/hsk30

Cleaned up HSK 3.0 vocabulary list with pinyin, POS, traditional terms, variants etc.

Primary LanguageJupyter NotebookMIT LicenseMIT

HSK 3.0 vocabulary

Cleaned up HSK 3.0 vocabulary list with pinyin, POS, traditional terms, variants and other useful data. Cross-referenced/validated against several data sources.

Files:

  • hsk30.csv: main file - vocabulary list in .csv format. One row for each of 11092 terms on HSK 3.0 list.
  • hsk30-expanded.csv: version with variants (both simplified and traditional) expanded onto separate lines. Thus leaving just clean hanzi and requiring no extra logic to handle variants.
  • hsk30-grammar.csv: grammar points list.
  • hsk30-chars.csv: characters list, 3000 characters total (incl. 29 chars outside of wordlist).
  • hsk30.ipynb: parsing/data cleaning code.

Columns:

  • ID: unique key of the form Ln-nnnn, level + index from the original .pdf. Levels 7-9 have L7 prefix.
  • Simplified: term in simplified characters as listed on HSK website. Mostly clean hanzi with just a few exceptions:
    • Some variant terms are listed with ()| characters, e.g. 爸爸|爸, 零|〇, 有(一)点儿, etc.
    • Prefix/suffix terms have an example full word, e.g. 第(第二), 子(桌子), etc.
    • Couple multisense words and two-char affixes: 称1, 称2, 面1, 面2, …极了, …分之….
    • All these cases have a Variants field set with a list of cleaned up variants. In hsk30-expanded.csv everything is expanded/cleaned up.
  • Traditional: term converted to traditional characters, variants separated by |.
    • Not exhaustive variants list: uncommon variants filtered out (a bit heuristically, so possible errors esp. at higher levels), as well variants not matching pinyin/POS.
    • Main/more common/taiwanese variant first.
  • Pinyin: cleaned up pinyin with diacritics.
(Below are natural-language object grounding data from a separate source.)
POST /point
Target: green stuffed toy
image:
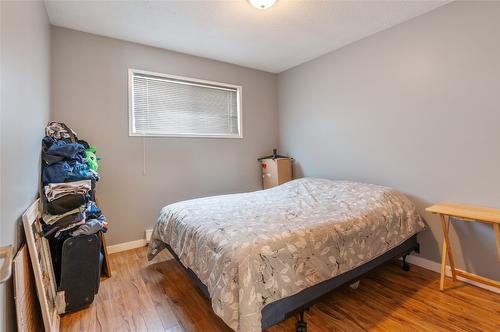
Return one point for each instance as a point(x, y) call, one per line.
point(91, 158)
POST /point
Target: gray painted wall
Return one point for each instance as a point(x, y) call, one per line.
point(25, 82)
point(89, 93)
point(416, 107)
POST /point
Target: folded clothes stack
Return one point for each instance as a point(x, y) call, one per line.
point(69, 173)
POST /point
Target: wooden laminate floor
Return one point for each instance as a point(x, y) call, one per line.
point(159, 296)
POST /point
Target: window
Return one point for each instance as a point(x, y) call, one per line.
point(165, 105)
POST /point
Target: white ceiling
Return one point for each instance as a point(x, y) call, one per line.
point(286, 35)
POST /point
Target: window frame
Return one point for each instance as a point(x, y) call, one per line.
point(188, 81)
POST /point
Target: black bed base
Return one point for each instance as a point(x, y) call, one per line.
point(278, 311)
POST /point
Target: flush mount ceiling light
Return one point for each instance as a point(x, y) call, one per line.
point(262, 4)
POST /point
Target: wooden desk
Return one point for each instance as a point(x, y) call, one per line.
point(466, 213)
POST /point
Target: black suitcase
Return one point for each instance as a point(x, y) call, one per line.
point(81, 262)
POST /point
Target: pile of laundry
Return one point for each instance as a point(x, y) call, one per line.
point(69, 174)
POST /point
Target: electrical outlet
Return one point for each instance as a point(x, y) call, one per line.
point(149, 232)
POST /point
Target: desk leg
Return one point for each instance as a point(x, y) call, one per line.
point(445, 224)
point(496, 229)
point(443, 266)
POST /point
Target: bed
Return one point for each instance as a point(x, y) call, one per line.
point(261, 255)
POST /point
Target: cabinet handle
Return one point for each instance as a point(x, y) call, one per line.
point(6, 269)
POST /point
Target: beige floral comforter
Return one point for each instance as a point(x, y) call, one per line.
point(254, 248)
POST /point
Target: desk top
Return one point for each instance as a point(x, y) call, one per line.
point(473, 212)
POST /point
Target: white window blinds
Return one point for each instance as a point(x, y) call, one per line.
point(163, 105)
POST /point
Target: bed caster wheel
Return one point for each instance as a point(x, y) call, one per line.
point(406, 266)
point(301, 325)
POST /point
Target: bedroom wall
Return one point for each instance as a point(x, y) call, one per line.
point(89, 93)
point(416, 107)
point(24, 95)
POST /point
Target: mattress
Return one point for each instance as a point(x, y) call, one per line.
point(252, 249)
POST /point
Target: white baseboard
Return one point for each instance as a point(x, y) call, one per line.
point(126, 246)
point(436, 267)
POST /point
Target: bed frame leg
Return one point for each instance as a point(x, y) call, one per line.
point(406, 266)
point(301, 325)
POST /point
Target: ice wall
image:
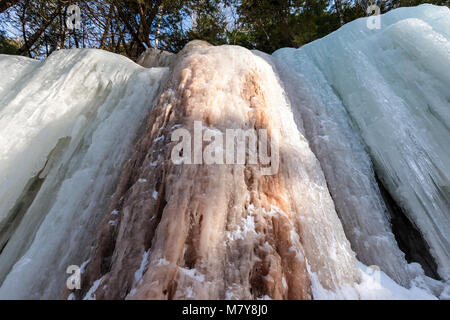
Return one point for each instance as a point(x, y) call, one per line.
point(66, 127)
point(394, 83)
point(220, 231)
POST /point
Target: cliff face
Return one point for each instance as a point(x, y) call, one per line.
point(220, 230)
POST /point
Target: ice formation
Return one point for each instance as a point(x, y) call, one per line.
point(86, 175)
point(394, 83)
point(66, 127)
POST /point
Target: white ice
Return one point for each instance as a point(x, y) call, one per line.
point(394, 83)
point(72, 120)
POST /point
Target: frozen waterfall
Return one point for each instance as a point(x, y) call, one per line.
point(361, 119)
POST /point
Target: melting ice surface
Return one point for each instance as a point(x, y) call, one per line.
point(67, 125)
point(395, 85)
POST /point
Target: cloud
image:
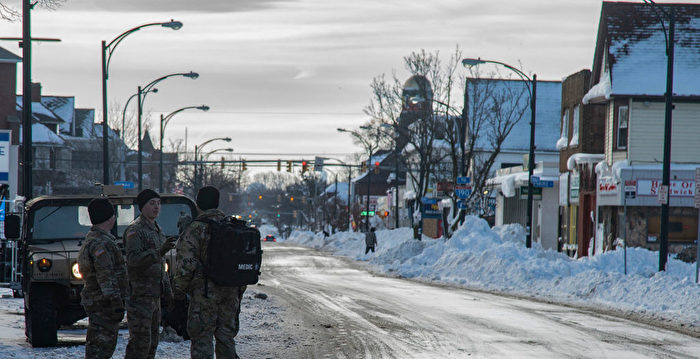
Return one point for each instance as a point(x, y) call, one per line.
point(207, 6)
point(304, 74)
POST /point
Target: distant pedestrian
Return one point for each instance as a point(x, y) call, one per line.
point(145, 245)
point(370, 240)
point(102, 265)
point(214, 310)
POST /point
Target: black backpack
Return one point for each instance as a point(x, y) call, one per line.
point(234, 254)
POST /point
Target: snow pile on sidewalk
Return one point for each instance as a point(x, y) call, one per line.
point(496, 259)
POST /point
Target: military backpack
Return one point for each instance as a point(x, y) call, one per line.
point(234, 253)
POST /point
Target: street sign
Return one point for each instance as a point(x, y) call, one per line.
point(461, 204)
point(463, 192)
point(431, 208)
point(541, 184)
point(463, 180)
point(663, 194)
point(5, 156)
point(125, 184)
point(536, 193)
point(697, 192)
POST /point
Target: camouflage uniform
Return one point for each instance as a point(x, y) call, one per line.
point(211, 314)
point(144, 241)
point(102, 266)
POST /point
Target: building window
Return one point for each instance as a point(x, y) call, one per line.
point(574, 127)
point(564, 138)
point(622, 124)
point(52, 159)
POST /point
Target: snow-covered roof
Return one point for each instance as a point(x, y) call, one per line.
point(547, 119)
point(40, 112)
point(509, 182)
point(63, 107)
point(578, 158)
point(42, 134)
point(632, 46)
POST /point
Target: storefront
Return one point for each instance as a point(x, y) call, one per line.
point(629, 207)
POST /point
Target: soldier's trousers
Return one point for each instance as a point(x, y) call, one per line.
point(215, 316)
point(103, 329)
point(143, 317)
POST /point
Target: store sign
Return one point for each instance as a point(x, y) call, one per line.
point(575, 185)
point(5, 156)
point(677, 188)
point(630, 189)
point(607, 188)
point(431, 208)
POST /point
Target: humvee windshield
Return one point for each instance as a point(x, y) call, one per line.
point(73, 222)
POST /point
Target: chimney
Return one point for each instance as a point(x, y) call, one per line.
point(36, 92)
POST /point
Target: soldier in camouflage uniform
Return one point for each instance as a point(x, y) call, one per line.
point(214, 310)
point(102, 266)
point(145, 245)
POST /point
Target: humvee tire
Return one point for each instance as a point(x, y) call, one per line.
point(40, 317)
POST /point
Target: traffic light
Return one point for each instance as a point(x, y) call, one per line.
point(318, 164)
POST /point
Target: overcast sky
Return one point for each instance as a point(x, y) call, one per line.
point(281, 76)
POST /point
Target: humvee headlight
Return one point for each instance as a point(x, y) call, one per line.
point(75, 270)
point(44, 264)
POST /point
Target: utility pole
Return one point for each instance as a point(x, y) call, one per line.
point(27, 161)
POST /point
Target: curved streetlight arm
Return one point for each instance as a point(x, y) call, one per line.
point(473, 62)
point(145, 89)
point(658, 8)
point(109, 48)
point(227, 139)
point(358, 136)
point(206, 155)
point(154, 90)
point(169, 116)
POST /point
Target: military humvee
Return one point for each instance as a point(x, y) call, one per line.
point(49, 233)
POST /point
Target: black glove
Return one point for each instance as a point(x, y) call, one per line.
point(167, 245)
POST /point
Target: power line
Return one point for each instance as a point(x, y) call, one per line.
point(283, 113)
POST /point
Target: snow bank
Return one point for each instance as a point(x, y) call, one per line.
point(496, 259)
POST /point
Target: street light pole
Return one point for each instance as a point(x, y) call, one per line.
point(140, 153)
point(145, 90)
point(369, 148)
point(531, 84)
point(27, 186)
point(668, 119)
point(107, 51)
point(164, 120)
point(197, 149)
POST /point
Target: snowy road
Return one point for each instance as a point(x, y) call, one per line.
point(350, 313)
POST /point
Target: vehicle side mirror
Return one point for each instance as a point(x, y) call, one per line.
point(12, 226)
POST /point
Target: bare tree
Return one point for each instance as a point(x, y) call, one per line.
point(430, 140)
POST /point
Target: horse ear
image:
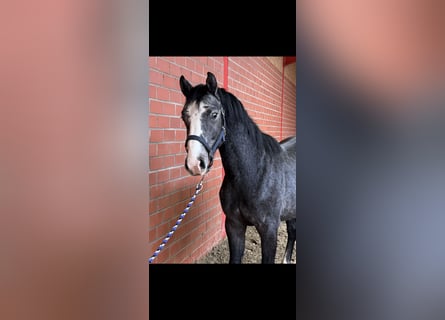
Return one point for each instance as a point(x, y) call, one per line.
point(212, 85)
point(185, 86)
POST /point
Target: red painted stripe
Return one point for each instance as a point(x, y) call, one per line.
point(225, 86)
point(282, 99)
point(226, 73)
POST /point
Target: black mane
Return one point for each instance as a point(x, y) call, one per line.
point(235, 111)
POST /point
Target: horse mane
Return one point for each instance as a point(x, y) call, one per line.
point(234, 109)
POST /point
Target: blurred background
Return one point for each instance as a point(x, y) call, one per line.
point(371, 165)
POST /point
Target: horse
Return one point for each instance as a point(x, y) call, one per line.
point(259, 185)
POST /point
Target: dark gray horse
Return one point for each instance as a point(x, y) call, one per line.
point(259, 183)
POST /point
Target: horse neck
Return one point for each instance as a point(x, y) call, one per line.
point(246, 146)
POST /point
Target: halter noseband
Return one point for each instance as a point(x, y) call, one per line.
point(219, 141)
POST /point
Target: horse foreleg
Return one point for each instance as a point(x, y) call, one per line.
point(268, 235)
point(236, 235)
point(291, 238)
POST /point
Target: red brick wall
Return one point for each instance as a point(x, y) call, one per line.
point(257, 83)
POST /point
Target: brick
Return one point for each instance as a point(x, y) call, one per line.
point(163, 176)
point(152, 178)
point(151, 92)
point(169, 109)
point(156, 107)
point(155, 77)
point(159, 121)
point(153, 150)
point(163, 65)
point(162, 93)
point(170, 82)
point(163, 149)
point(169, 135)
point(175, 123)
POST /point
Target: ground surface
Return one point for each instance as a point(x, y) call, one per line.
point(252, 254)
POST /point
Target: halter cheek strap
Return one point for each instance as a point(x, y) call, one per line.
point(210, 150)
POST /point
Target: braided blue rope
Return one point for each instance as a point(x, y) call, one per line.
point(178, 222)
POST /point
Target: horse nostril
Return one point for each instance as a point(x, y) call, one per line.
point(202, 164)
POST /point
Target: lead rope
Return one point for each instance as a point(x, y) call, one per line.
point(178, 222)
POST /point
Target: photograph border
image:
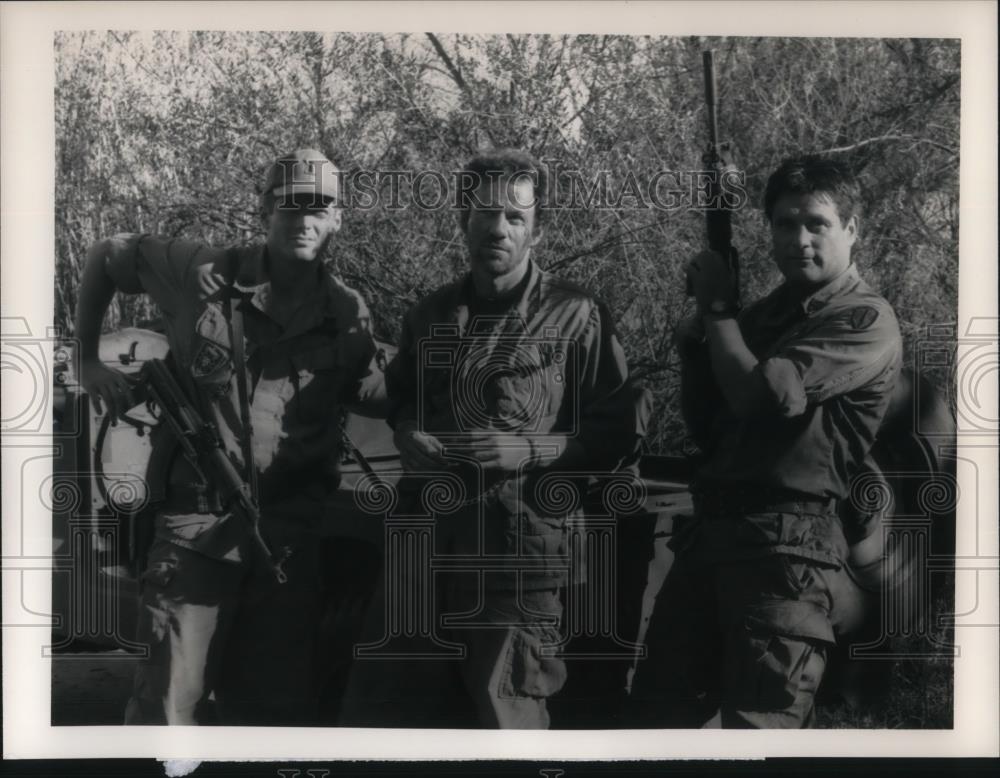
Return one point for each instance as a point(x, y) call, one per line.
point(27, 234)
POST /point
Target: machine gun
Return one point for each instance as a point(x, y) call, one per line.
point(718, 216)
point(202, 447)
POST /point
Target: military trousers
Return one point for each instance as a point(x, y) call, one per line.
point(747, 638)
point(228, 644)
point(488, 659)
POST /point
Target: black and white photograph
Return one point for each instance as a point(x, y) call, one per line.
point(615, 385)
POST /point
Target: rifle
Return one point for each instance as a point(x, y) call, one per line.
point(202, 447)
point(718, 218)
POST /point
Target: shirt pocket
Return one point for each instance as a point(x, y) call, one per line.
point(211, 348)
point(527, 388)
point(317, 383)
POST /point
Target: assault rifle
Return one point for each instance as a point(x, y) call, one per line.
point(718, 217)
point(202, 447)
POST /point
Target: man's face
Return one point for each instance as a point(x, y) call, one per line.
point(500, 231)
point(811, 244)
point(298, 227)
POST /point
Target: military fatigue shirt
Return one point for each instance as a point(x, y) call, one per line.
point(298, 376)
point(550, 363)
point(828, 364)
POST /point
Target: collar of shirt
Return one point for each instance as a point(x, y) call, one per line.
point(822, 296)
point(255, 287)
point(523, 305)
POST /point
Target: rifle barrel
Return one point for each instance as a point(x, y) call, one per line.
point(708, 61)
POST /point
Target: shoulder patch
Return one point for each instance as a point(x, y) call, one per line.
point(863, 317)
point(209, 358)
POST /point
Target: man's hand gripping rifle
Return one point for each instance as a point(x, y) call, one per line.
point(202, 447)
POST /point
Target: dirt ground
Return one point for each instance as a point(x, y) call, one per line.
point(91, 689)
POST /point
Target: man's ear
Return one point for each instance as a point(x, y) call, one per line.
point(852, 228)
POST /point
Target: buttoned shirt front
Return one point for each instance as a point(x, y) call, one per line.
point(300, 375)
point(827, 366)
point(549, 363)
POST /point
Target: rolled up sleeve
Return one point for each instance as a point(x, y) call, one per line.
point(147, 264)
point(847, 351)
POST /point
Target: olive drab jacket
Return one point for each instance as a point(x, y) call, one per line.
point(299, 377)
point(549, 362)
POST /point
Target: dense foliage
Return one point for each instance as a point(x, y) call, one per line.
point(168, 133)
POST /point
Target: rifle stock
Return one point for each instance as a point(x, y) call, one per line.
point(203, 448)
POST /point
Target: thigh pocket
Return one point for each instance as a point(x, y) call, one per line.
point(767, 670)
point(797, 574)
point(161, 569)
point(527, 671)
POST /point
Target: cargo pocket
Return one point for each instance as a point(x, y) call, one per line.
point(529, 673)
point(796, 574)
point(767, 671)
point(160, 570)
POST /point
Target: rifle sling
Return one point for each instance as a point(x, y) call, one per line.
point(234, 317)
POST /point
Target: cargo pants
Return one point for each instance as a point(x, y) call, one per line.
point(748, 638)
point(267, 653)
point(504, 669)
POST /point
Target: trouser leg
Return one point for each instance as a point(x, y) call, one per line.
point(777, 615)
point(187, 605)
point(269, 675)
point(511, 667)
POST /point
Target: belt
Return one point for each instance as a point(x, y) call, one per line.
point(191, 498)
point(742, 501)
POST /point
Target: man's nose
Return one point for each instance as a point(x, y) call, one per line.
point(497, 225)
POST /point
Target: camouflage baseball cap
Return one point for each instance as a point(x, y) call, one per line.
point(305, 171)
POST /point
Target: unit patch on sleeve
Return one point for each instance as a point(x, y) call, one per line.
point(863, 317)
point(209, 358)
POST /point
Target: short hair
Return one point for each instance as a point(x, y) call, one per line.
point(814, 174)
point(499, 163)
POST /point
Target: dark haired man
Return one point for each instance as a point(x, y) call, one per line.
point(503, 377)
point(784, 399)
point(215, 620)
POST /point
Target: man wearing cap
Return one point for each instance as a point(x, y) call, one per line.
point(784, 399)
point(215, 620)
Tone changes are not indicated for ease of joining with other data sources.
  • POS: part of speech, /-separated with english codes:
    • N (名): noun
    • V (动): verb
    • Adj (形): adjective; usually Vs (state verb, 狀態動詞) in taiwanese linguistical tradition and TOCFL
    • Adv (副): adverb
    • Pron (代): pronoun; usually Det in TOCFL
    • Num (数): numeral
    • M (量): measure word/classifier
    • Prep (介): preposition
    • Conj (连): conjunction
    • Aux (助): auxiliary word/particle; usually Ptc in TOCFL
    • Int (叹): interjection/exclamation/particle, e.g. 喂, 啊, 哎呀
    • Prefix (前缀), Suffix (后缀): prefix/suffix bound forms
    • Phonetic (拟声): e.g. 哈哈 [hāhā]
  • Level: HSK 3.0 level - 1, 2, 3, 4, 5, 6 or "7-9" for advanced level. Note: HSK does not split 7-9 terms by level. If you need some kind of split for them, consider sorting by frequency and splitting evenly.
  • WebNo: index of the term on HSK website: https://www.chinesetest.cn/standardsAction.do?means=getStandardWordsList&leves=&words=&pinyin=&words_type=&pager.offset=0
  • WebPinyin: original pinyin from HSK website. Tone changes for 不 and 一 are indicated. Separable (mostly) verbs indicated with .
  • OCR: OCR'ed term from the original .pdf. Normally matches Simplified except sometimes would also contain POS.
  • Variants: for terms with multiple variants and a few other oddities, a cleaned up list of variants as a JSON list of objects with alternatives column values.
    • Additionally has Example key to mark terms which are merely examples for suffix/prefix terms rather than proper part of wordlist.
  • CEDICT: matching CC-CEDICT (MDBG) entries. Just the entry key in its usual format: traditional|simplified[numbered pinyin], multiple keys separated by /.

Character list:

  • Level: reading level = level of the first appearance in the wordlist.
  • WritingLevel: one of three writing levels indicated for a subset of 1200 characters.
  • Traditional: traditional variants, /-separated.
  • Freq: number of words with this character.
  • Examples: first few example words.

Sources:

License:

  • Code (*.ipynb) is MIT licensed.
  • Data (hsk30*.csv) is largely derived from elkmovie/hsk30 and shawkynasr/HSK-official-Query-System repos, both also under MIT license and claiming copyright -- of course, somewhat questionably, as the original work they copy is PRC's government work (notice on website: 版权所有:中华人民共和国教育部). Depending on PRC law specifics might be public domain.